Nothing personal to you, but I'm gonna rant a bit...
This "x is built for quality not speed" rhetoric is completely counter to how entertainment production works. It's something devs say when they are weirdly insulated from professional scrutiny and consequences. It's a way to re-framing a shortcoming, and we don't need to buy in to bullshit that negates the value of our work.
We get to what we need through iteration. If we need to wait for a solver, we iterate less, the work suffers and everybody is less happy.
None of us get to say "well that's physically accurate so I'm not taking notes, this is done now". The original post decribes Aero as unusably slow. That's just stress, and not a route to any sort of 'quality'.
When Arnold was new, Marcos Fajardo was pushing a simmilar line "machine time is cheaper than artist time", the idea being that the accuracy of unbiased pathtracing meant that the lighter did less work...people parroted lines across the industry about the superiority of unbiased rendering...In reality waiting for the machine time took up a vast amount of artist time, meaning less play and experimentation, and to hit a render deadline we'd start turning down ray bounces and secondary ray intensities and tweaking shaders to be faster, dropping subdivision levels...all of those concessions would reduce the quality and accuracy that was supposed to be the advantage of that renderer... while consuming artists time and attention with optimisations that degrade the physical accuracy.

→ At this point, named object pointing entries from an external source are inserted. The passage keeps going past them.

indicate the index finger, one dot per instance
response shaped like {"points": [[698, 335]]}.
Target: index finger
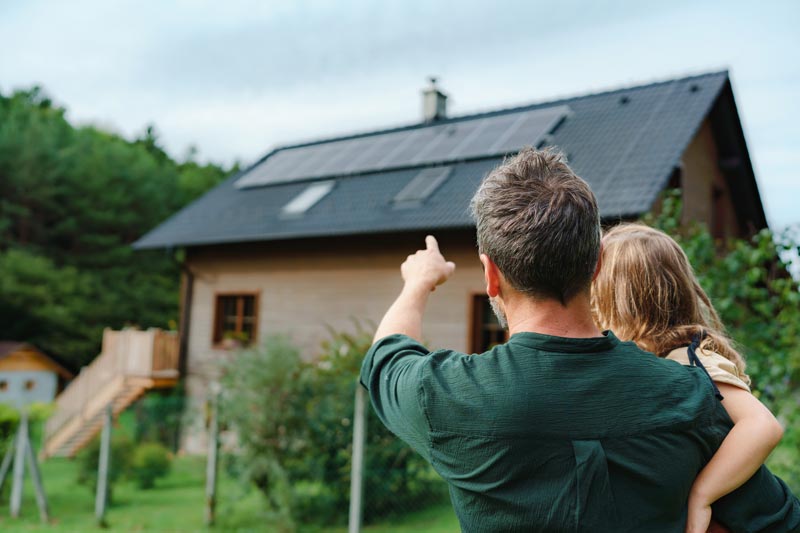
{"points": [[431, 244]]}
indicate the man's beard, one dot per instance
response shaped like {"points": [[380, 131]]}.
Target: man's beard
{"points": [[501, 316]]}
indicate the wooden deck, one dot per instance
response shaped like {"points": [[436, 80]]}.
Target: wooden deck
{"points": [[131, 362]]}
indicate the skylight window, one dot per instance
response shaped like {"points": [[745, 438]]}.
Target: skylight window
{"points": [[422, 186], [308, 198]]}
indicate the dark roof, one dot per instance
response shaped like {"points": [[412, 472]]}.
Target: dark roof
{"points": [[625, 143], [9, 347]]}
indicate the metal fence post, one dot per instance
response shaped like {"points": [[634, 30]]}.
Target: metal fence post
{"points": [[213, 453], [357, 464], [19, 465], [101, 498]]}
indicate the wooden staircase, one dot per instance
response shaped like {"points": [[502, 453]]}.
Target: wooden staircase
{"points": [[131, 363]]}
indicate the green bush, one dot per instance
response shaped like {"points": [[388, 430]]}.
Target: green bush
{"points": [[294, 422], [120, 461], [151, 461]]}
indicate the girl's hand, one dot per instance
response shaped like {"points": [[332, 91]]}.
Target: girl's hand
{"points": [[699, 518]]}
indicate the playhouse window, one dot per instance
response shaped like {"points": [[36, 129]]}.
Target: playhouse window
{"points": [[235, 319]]}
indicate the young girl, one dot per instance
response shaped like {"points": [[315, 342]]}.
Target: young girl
{"points": [[646, 292]]}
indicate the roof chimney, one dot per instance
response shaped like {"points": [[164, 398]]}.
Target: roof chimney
{"points": [[434, 102]]}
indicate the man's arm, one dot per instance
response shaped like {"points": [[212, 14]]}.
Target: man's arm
{"points": [[422, 272]]}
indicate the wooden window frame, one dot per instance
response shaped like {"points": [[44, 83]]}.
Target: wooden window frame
{"points": [[217, 341]]}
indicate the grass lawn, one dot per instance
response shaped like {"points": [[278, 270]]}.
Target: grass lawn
{"points": [[176, 504]]}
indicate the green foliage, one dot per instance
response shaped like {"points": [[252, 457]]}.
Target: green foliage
{"points": [[88, 460], [757, 299], [294, 422], [72, 200], [158, 417], [150, 462]]}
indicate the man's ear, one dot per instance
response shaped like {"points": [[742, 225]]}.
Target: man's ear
{"points": [[599, 263], [492, 276]]}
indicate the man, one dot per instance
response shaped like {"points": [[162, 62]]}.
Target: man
{"points": [[564, 427]]}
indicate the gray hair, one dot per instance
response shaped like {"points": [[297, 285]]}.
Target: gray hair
{"points": [[539, 223]]}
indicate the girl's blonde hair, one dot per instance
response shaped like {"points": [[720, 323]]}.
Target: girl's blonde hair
{"points": [[646, 292]]}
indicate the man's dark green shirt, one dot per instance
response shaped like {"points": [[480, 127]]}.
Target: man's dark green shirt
{"points": [[552, 434]]}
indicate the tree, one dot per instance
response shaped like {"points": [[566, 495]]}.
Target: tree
{"points": [[72, 200], [749, 283]]}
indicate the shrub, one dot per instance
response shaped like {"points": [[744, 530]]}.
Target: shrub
{"points": [[150, 461], [120, 460], [294, 422]]}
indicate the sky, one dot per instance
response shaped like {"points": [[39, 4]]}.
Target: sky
{"points": [[232, 79]]}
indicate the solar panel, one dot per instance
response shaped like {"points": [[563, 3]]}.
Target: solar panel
{"points": [[426, 145], [422, 186]]}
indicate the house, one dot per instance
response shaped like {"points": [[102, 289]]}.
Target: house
{"points": [[312, 234], [29, 376]]}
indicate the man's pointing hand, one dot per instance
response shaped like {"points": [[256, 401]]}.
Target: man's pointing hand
{"points": [[427, 268]]}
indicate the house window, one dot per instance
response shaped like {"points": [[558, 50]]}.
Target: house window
{"points": [[235, 319], [486, 329]]}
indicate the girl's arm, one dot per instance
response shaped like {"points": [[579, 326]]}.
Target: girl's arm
{"points": [[754, 435]]}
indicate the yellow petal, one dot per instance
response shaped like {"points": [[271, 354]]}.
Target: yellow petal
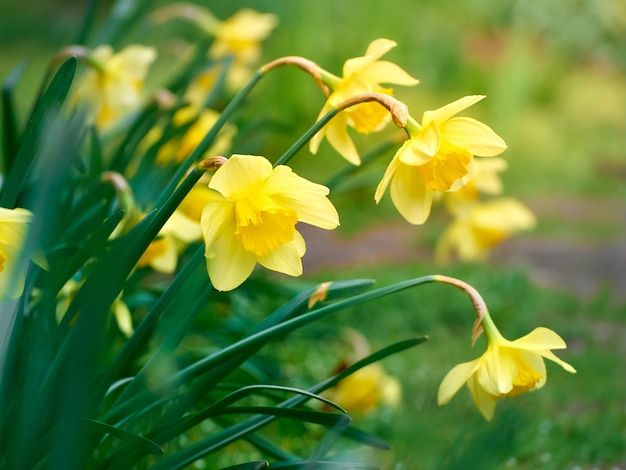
{"points": [[286, 258], [455, 379], [240, 175], [308, 199], [441, 115], [230, 265], [123, 318], [314, 143], [375, 50], [485, 403], [166, 261], [473, 135], [387, 72], [386, 179], [497, 372], [409, 195], [218, 217], [420, 150], [551, 356]]}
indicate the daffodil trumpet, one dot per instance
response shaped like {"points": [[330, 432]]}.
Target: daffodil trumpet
{"points": [[507, 368]]}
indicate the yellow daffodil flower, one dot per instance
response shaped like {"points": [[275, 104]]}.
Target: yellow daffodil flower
{"points": [[481, 226], [14, 225], [485, 180], [437, 157], [365, 389], [506, 369], [360, 75], [111, 88], [240, 36], [251, 218]]}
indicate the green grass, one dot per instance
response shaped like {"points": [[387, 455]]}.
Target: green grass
{"points": [[574, 421]]}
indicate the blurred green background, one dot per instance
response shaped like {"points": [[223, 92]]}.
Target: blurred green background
{"points": [[554, 76]]}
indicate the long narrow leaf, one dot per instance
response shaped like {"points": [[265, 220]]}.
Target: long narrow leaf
{"points": [[44, 112], [240, 430], [135, 441]]}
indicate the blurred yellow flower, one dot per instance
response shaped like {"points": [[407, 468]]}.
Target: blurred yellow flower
{"points": [[240, 36], [481, 226], [111, 88], [360, 75], [364, 390], [438, 157], [182, 228], [119, 309], [251, 217], [485, 179], [176, 149], [506, 369], [14, 224]]}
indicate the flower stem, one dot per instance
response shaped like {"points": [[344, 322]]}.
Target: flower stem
{"points": [[308, 135]]}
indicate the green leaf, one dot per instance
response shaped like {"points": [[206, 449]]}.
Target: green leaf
{"points": [[95, 154], [9, 119], [240, 430], [45, 111], [308, 464], [310, 416], [135, 441]]}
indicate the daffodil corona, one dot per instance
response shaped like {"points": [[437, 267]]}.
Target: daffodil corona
{"points": [[111, 87], [506, 369], [251, 218], [437, 157], [480, 226], [360, 75]]}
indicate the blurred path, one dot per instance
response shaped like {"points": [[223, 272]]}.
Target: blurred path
{"points": [[564, 263]]}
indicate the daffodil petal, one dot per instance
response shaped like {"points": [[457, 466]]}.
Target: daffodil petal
{"points": [[386, 179], [314, 143], [123, 318], [551, 356], [375, 50], [497, 372], [217, 217], [441, 115], [478, 138], [387, 72], [455, 379], [231, 265], [182, 227], [410, 196], [286, 258], [235, 178], [540, 338]]}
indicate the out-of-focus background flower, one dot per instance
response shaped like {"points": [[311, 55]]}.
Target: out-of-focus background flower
{"points": [[555, 78]]}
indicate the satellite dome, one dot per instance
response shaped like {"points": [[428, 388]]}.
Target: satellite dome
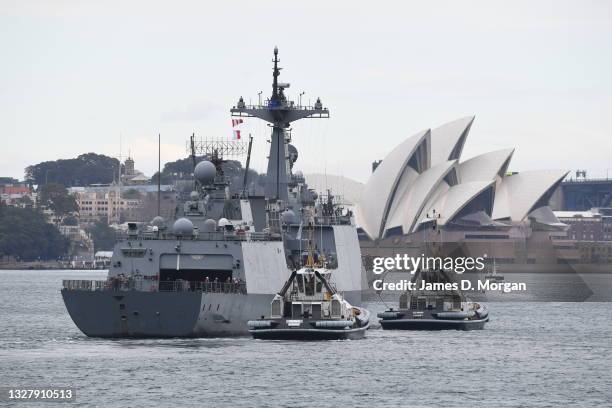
{"points": [[183, 227], [205, 172], [210, 225], [288, 217], [158, 221], [293, 154]]}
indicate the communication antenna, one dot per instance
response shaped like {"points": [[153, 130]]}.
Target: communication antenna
{"points": [[246, 169], [158, 174]]}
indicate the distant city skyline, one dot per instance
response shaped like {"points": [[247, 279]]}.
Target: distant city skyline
{"points": [[79, 76]]}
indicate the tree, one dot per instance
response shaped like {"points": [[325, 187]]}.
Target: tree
{"points": [[103, 236], [25, 234], [56, 198], [86, 169]]}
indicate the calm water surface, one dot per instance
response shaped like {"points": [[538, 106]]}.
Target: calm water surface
{"points": [[531, 354]]}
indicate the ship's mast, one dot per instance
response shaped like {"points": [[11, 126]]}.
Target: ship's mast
{"points": [[280, 112]]}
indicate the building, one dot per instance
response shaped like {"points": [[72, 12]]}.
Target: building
{"points": [[106, 206], [108, 203], [132, 176], [424, 181]]}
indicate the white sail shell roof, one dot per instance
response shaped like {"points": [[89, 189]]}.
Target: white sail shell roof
{"points": [[401, 194], [517, 195], [457, 197], [393, 173], [447, 140], [486, 166], [410, 205]]}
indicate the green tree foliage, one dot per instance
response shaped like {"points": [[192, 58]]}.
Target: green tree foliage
{"points": [[102, 235], [182, 169], [56, 197], [87, 169], [25, 234]]}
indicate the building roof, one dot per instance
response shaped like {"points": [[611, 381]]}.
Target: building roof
{"points": [[396, 170], [518, 194], [447, 140], [486, 166], [424, 173]]}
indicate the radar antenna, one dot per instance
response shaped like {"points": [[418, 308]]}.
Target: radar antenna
{"points": [[280, 112]]}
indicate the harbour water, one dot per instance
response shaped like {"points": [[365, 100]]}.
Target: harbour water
{"points": [[530, 354]]}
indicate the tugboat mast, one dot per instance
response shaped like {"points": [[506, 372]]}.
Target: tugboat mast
{"points": [[280, 112]]}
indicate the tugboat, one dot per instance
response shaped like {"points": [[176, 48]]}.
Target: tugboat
{"points": [[438, 306], [309, 307]]}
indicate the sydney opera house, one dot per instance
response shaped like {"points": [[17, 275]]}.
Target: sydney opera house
{"points": [[425, 193]]}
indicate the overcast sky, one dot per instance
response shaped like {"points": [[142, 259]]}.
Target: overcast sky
{"points": [[78, 76]]}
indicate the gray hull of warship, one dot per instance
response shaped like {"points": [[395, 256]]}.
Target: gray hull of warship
{"points": [[224, 257]]}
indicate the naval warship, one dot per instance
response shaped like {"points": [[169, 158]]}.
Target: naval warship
{"points": [[220, 261]]}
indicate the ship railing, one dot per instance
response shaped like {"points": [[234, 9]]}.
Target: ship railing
{"points": [[164, 286], [209, 287], [85, 285], [201, 236]]}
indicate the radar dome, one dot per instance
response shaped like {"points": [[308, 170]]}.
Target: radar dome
{"points": [[288, 217], [158, 221], [205, 172], [210, 225], [183, 227], [293, 154]]}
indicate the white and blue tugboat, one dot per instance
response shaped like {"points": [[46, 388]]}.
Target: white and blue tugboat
{"points": [[434, 308]]}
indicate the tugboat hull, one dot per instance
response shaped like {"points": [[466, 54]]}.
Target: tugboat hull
{"points": [[433, 324], [308, 334]]}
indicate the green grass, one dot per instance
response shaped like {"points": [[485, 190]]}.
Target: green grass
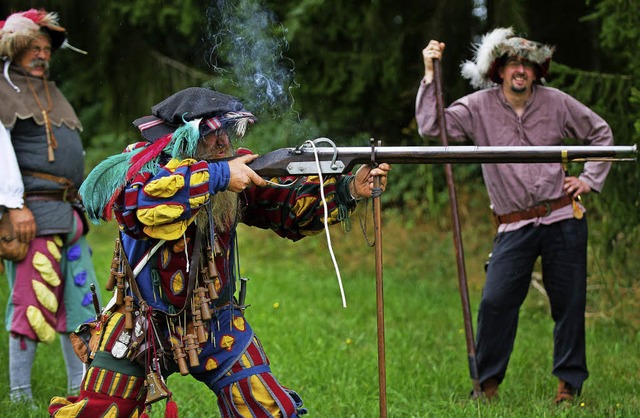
{"points": [[329, 354]]}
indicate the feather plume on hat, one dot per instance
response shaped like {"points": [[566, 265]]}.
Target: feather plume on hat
{"points": [[17, 32], [482, 72]]}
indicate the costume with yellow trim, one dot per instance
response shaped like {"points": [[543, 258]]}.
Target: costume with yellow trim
{"points": [[184, 295]]}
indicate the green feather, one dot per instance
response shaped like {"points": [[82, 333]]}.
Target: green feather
{"points": [[103, 182]]}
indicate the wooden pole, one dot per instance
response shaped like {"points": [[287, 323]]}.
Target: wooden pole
{"points": [[377, 225], [457, 239]]}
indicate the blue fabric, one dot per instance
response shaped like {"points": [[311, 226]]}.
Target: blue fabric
{"points": [[562, 247]]}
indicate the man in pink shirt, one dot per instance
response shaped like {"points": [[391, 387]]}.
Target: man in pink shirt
{"points": [[535, 205]]}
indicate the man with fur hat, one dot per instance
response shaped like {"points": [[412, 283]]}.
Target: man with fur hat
{"points": [[50, 286], [178, 197], [536, 206]]}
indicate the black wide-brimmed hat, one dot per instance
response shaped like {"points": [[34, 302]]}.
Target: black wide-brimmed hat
{"points": [[214, 109]]}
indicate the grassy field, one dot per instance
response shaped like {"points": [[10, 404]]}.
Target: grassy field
{"points": [[329, 353]]}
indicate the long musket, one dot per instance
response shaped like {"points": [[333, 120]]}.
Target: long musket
{"points": [[301, 161]]}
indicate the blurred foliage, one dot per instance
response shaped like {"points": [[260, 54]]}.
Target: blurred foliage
{"points": [[348, 71]]}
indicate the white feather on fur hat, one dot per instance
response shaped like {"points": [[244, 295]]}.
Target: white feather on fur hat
{"points": [[483, 71], [20, 28]]}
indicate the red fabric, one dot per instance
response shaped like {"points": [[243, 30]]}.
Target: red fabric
{"points": [[171, 411]]}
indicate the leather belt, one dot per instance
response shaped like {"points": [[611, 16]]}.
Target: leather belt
{"points": [[539, 211], [63, 195]]}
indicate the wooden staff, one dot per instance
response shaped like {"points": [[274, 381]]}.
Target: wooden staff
{"points": [[377, 225], [457, 238]]}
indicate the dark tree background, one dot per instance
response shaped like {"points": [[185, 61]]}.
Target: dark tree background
{"points": [[346, 70]]}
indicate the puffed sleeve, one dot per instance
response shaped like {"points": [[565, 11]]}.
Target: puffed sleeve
{"points": [[11, 187]]}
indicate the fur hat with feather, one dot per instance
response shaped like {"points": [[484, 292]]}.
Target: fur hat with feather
{"points": [[492, 51], [20, 28]]}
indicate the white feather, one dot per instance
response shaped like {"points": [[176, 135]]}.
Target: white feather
{"points": [[19, 24]]}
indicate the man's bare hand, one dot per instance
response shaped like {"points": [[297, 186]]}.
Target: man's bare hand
{"points": [[242, 176], [574, 187], [432, 51], [362, 184], [24, 224]]}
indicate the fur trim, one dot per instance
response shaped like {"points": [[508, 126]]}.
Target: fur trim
{"points": [[481, 72]]}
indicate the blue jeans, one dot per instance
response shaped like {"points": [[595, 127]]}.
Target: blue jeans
{"points": [[562, 247]]}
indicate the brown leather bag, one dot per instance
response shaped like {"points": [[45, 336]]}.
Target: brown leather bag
{"points": [[11, 248]]}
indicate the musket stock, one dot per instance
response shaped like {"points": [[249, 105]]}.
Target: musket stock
{"points": [[301, 161]]}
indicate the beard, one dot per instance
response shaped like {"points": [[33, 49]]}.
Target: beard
{"points": [[224, 206]]}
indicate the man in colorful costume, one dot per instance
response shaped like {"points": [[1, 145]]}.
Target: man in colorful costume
{"points": [[40, 141], [177, 204], [536, 206]]}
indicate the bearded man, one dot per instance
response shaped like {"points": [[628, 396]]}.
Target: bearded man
{"points": [[536, 206], [42, 158], [178, 201]]}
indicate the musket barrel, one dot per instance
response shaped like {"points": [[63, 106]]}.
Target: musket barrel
{"points": [[340, 160]]}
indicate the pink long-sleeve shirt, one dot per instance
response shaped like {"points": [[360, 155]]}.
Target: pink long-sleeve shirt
{"points": [[549, 117]]}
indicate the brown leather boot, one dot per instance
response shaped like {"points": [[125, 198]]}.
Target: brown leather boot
{"points": [[566, 392], [490, 388]]}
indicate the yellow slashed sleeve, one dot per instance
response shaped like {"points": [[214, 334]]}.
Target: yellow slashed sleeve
{"points": [[43, 330], [45, 296], [159, 215], [167, 232], [43, 265], [164, 186]]}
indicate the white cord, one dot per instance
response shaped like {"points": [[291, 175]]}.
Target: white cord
{"points": [[326, 224]]}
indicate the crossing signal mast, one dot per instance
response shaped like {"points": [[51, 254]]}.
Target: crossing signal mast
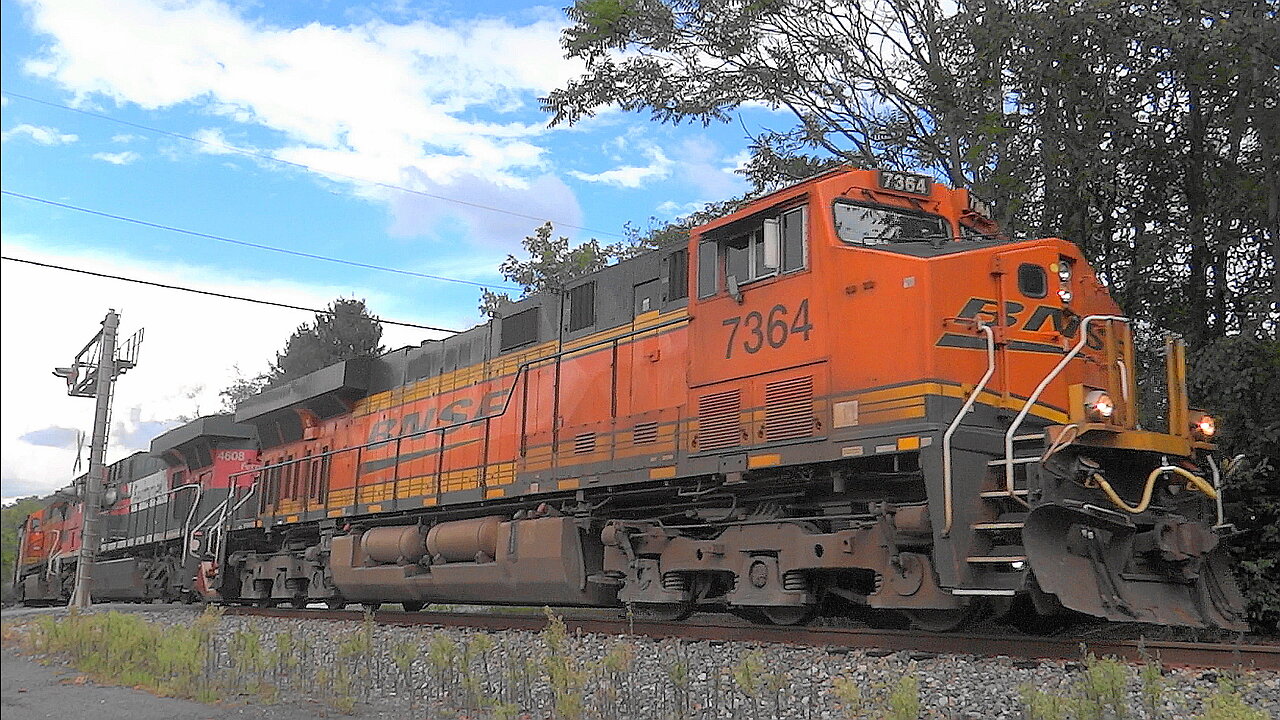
{"points": [[92, 374]]}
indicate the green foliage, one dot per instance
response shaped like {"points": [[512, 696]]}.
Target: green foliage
{"points": [[127, 650], [552, 261], [1235, 377], [904, 700], [344, 332], [562, 670]]}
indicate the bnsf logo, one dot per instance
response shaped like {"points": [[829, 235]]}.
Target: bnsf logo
{"points": [[1042, 318]]}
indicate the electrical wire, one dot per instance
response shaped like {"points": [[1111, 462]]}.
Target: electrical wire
{"points": [[301, 165], [211, 294], [247, 244]]}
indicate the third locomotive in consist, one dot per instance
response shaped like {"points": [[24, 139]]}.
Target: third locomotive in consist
{"points": [[851, 395]]}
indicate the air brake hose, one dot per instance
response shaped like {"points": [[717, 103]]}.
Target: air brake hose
{"points": [[1192, 481]]}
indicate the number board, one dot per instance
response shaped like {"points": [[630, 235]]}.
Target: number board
{"points": [[905, 182]]}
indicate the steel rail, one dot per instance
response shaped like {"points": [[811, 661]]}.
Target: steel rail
{"points": [[1249, 656]]}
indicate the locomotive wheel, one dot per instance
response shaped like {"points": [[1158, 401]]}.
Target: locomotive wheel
{"points": [[786, 614], [938, 620], [662, 611]]}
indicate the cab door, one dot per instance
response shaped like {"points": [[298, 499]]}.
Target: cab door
{"points": [[754, 315]]}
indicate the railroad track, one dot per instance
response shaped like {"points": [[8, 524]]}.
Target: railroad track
{"points": [[1033, 647]]}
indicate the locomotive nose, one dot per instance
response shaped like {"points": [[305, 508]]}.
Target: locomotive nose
{"points": [[1102, 564]]}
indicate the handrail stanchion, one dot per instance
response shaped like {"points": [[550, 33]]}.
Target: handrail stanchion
{"points": [[1040, 388], [947, 502]]}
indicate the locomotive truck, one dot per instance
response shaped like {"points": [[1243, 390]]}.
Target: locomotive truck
{"points": [[854, 395]]}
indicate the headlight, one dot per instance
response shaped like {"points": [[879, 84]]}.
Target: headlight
{"points": [[1098, 405], [1203, 425]]}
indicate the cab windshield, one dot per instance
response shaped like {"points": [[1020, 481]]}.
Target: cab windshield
{"points": [[869, 224]]}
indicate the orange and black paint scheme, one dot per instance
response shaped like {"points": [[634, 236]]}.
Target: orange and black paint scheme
{"points": [[850, 396]]}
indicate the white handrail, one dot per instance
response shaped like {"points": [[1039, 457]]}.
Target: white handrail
{"points": [[1040, 388], [1217, 491], [947, 505]]}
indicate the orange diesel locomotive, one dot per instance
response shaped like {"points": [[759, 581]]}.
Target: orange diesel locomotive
{"points": [[851, 395]]}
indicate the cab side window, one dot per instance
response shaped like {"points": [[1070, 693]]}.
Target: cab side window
{"points": [[753, 251]]}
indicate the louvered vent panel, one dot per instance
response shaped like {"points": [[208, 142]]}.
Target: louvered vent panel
{"points": [[644, 433], [718, 422], [789, 409]]}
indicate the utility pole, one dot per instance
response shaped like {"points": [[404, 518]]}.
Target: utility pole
{"points": [[92, 374]]}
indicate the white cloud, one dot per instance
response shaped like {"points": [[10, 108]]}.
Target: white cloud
{"points": [[45, 319], [40, 135], [631, 176], [118, 158], [673, 209], [369, 100], [213, 141]]}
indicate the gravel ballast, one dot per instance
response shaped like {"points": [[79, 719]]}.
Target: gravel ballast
{"points": [[421, 671]]}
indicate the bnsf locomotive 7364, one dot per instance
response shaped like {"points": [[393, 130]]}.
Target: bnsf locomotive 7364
{"points": [[850, 396]]}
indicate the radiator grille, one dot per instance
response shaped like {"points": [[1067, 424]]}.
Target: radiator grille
{"points": [[789, 409], [644, 433], [718, 420]]}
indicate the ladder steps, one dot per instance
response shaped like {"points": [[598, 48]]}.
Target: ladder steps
{"points": [[1014, 461], [999, 525], [999, 493]]}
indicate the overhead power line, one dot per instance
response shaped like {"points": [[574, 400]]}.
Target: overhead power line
{"points": [[247, 244], [211, 294], [302, 165]]}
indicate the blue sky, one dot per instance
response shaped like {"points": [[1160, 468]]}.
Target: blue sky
{"points": [[432, 98]]}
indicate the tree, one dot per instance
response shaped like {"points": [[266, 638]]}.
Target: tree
{"points": [[242, 388], [346, 329], [1146, 133], [344, 332], [552, 261]]}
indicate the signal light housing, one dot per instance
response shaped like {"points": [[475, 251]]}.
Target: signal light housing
{"points": [[1203, 425], [1098, 406]]}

Redshift is less 'accurate' than Arnold, my lighting is wildly better in redshift because I can make a lot of mistakes quickly....If I tried to render some of the scenes that I am currently rendering in Redshift with Arnold, the quality might be nice but we could not deliver and I would lose my job. Embergen is fast and rough,
90% of the time I just need elements, rather than hero sims I get to what I need quickly... Getting those elements quickly is gold, that leaves time and attention for sims that need a more customised solution, in Houdini...Axiom might be in a sweet spot.
If an physically more accurate solution (to any of these problems) is fast, that's preferable obviously.